Q&A: Artificial Intelligence and the Future of the Humanities, the Social Sciences, and Judaism in General
Artificial Intelligence and the Future of the Humanities, the Social Sciences, and Judaism in General.
Question
I saw that people have already asked you about the impact of artificial intelligence in the near future.
Do you think that because of artificial intelligence, the social sciences and the humanities are destined to disappear? And will there still be a need in the future for rabbis and halakhic decisors? (For example, already now GPT answers Jewish law questions for me with almost exact sources.) In general, artificial intelligence has many implications for a wide range of halakhic issues.
I’d be happy to hear your opinion.
Answer
I didn’t understand why you’re asking specifically about the humanities and the social sciences, or about Jewish law. What about the natural sciences and mathematics, and certainly computer programming? As I understand it, artificial intelligence software is far more suited to those fields.
In short, this is a general question that involves speculation about the future, so I don’t have any particular added value to offer on it.
Discussion on Answer
The problem of making up sources is very serious (this is called hallucinations). One solution is to require it to check every source online before citing it.

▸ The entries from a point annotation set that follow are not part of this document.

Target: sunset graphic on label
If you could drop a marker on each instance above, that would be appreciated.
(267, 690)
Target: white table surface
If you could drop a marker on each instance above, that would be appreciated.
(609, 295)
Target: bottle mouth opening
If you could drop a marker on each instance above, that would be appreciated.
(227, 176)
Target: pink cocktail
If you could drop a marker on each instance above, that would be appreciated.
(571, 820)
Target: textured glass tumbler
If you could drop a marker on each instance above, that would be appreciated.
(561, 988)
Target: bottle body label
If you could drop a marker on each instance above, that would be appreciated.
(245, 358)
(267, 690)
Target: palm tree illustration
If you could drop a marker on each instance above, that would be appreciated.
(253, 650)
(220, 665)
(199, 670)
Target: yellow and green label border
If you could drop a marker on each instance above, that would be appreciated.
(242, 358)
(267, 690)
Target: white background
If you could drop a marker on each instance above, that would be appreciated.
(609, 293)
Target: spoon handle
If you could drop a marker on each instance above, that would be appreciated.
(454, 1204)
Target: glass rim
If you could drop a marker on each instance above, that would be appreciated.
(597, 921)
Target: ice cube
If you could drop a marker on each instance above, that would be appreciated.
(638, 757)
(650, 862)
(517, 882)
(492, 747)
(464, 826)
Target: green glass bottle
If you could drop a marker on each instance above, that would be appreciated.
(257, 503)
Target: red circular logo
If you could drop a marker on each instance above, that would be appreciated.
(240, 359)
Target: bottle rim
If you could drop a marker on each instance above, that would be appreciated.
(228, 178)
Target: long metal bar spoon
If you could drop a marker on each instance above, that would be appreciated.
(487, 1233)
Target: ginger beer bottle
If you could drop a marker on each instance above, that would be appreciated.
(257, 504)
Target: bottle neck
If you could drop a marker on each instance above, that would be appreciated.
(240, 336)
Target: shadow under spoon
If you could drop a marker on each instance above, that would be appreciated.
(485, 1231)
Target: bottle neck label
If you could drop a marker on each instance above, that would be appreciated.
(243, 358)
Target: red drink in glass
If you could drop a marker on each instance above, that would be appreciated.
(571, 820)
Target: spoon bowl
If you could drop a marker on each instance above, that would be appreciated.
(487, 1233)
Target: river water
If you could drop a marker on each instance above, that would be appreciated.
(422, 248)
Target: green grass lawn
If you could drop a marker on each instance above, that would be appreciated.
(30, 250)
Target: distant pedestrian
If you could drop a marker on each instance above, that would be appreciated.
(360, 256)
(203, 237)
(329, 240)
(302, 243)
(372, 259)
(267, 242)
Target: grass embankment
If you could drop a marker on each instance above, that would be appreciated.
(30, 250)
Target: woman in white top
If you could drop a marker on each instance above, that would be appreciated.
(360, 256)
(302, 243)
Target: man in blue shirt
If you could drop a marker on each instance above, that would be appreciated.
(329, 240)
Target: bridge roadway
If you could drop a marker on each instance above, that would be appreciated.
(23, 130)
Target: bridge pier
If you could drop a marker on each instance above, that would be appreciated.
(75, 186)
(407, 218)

That often works, because its conclusions usually aren’t far from the truth (it derives them from non-primary sources); it just documents them with nonexistent primary sources.
I also used it for a Jewish law question, and it gave me a detailed answer with medieval authorities (Rishonim) and later authorities (Acharonim). When I got home I opened the sources and discovered that it had completely made things up; in the best-case scenario, the source was only vaguely related to the topic. On the other hand, it’s strong at text analysis and editing.